You asked, "Why would an angel need a sword?" "What does the sword represent?" An angel wouldn't "need" a sword, as if he were impotent without it. But so what? God sovereignly chose for him to wield a flaming sword, not only to keep Adam from the tree of life, but also to dramatically illustrate His wrath and judgment against sin. I don't see anything mutually exclusive about those two aims.

Ok, now I'm done with my rant, let me get back to that dar snake handlin!!! :-)

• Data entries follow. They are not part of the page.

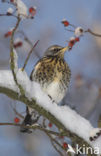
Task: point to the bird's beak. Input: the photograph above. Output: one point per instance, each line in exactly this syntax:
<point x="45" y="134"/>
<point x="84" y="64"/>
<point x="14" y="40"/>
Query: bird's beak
<point x="64" y="49"/>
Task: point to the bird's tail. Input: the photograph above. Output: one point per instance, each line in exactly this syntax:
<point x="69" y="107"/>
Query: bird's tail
<point x="30" y="119"/>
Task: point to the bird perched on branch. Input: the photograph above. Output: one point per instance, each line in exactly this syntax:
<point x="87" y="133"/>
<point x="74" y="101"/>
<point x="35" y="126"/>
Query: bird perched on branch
<point x="53" y="74"/>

P.S. Nathan, thanks... Now all I want to do is eat Nachos and drink Beer! :-)

John D. Chitty said...

:-)
What a relief! I was a little nervous when I saw how many more comments had come after my last one!

Jeph said...

Not only did the angel not need a sword, but God didn't need an angel to guard the path back to the Garden. Certainly, both the angel and his sword were there for Adam and Eve's sake, as well as ours. When we consider it for our sake, we can look at this narrative and fairly easily understand the meaning. The angel wields a sword, because sin has created a violent expulsion of man from God's presence, and the only way back to that presence is by the shedding of blood. But, what about Adam and Eve? Would they have understood what the sword meant, and how it could have been used? This is similar to the question, "how did Adam and Eve know what it meant to die?" I think we can make a safe assumption that God created them with sufficient wisdom to know things. So, just as they would know, to a certain degree, what death was, they very well could have understood what a sword was, though it was the first one they ever saw.

Another question along these lines - Why was the sword on fire?